[It's been a while since I posted. Hence, it took me some time to type this one out. It isn't a random reactionary ranting. I hope.]
Sometimes I wonder if I have any
right at all to feel anger and rage at a comment by someone.
What kind of comment you ask?
I’m asked why I’m against Hinduism.
[Before, I used to deal with ‘why are you sooo pro-Hinduism’ questions.] No
matter what your stand, you’re always questioned. Which is a good thing I guess…
Actually, my stance hasn’t changed one bit. But the way I react to things, have.
I sometimes surprise myself with all
those religious ideals I have in mind. I wonder why they are required. Are they
just some utopic worlds? The spiritual-unattainable world? What makes me
give into this patriarchal system which evidently acts as an ‘Ideological State
Apparatus’ like Althusser reckons.
When I listen to stories of the
daasa poets or for that matter Kabir or Meera, and Rumi of course, I fall in love. I fall in love
with them, I fall in love with the world, with God, with myself, with the
little details of life. I used to call that Zen, bliss. I also call it devotion
sometimes.
Why do I feel so liberated in what is merely a
master-slave relationship? Why would I even take that to be liberation?!
Actually, at that moment, the
society doesn’t matter. Neither does the individual. There’s only merging of
entities. Of energies. There’s no hierarchy at that moment. Or so I feel. Because in the very
articulation of it, there’s a problem.
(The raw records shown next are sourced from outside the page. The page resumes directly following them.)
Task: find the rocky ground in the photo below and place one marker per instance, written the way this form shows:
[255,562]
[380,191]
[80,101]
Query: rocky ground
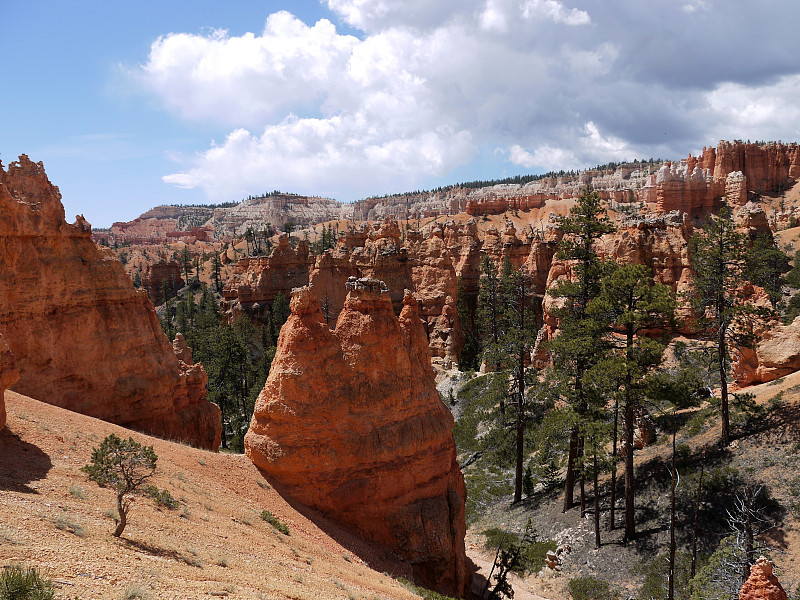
[768,452]
[213,545]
A glitch in the system. Let’s blame it
all on language which empowers and disempowers us. All the same.
All that beauty-bliss apart, what about
the philosophy itself? So my professor at college was pointing out a “flaw” in
it. He was of the opinion that the problem with most of Indian philosophy is that it
bases all its arguments on theology.
So is “our” philosophy a constant
denial of the real? Is the spiritual in opposition to the material? Well...
Going back to the question, am I
against Hinduism? Hell no. I’m against the appropriation of all communities
into “Hinduism”. I’m against those fundamental-extreme views. I’m against using the
name of religion to control women. I’m against making her stick to roles
already pronounced. For that matter, I’m against force of any kind. Because
that, for me, defeats the whole purpose of faith. Am I going too far equating religion and faith?
Anything that you do should be a choice – something that flows into your being. That way, it stays – your faith becomes your own. Not some abstract notion passed down by your forefathers (foremothers?).
Anything that you do should be a choice – something that flows into your being. That way, it stays – your faith becomes your own. Not some abstract notion passed down by your forefathers (foremothers?).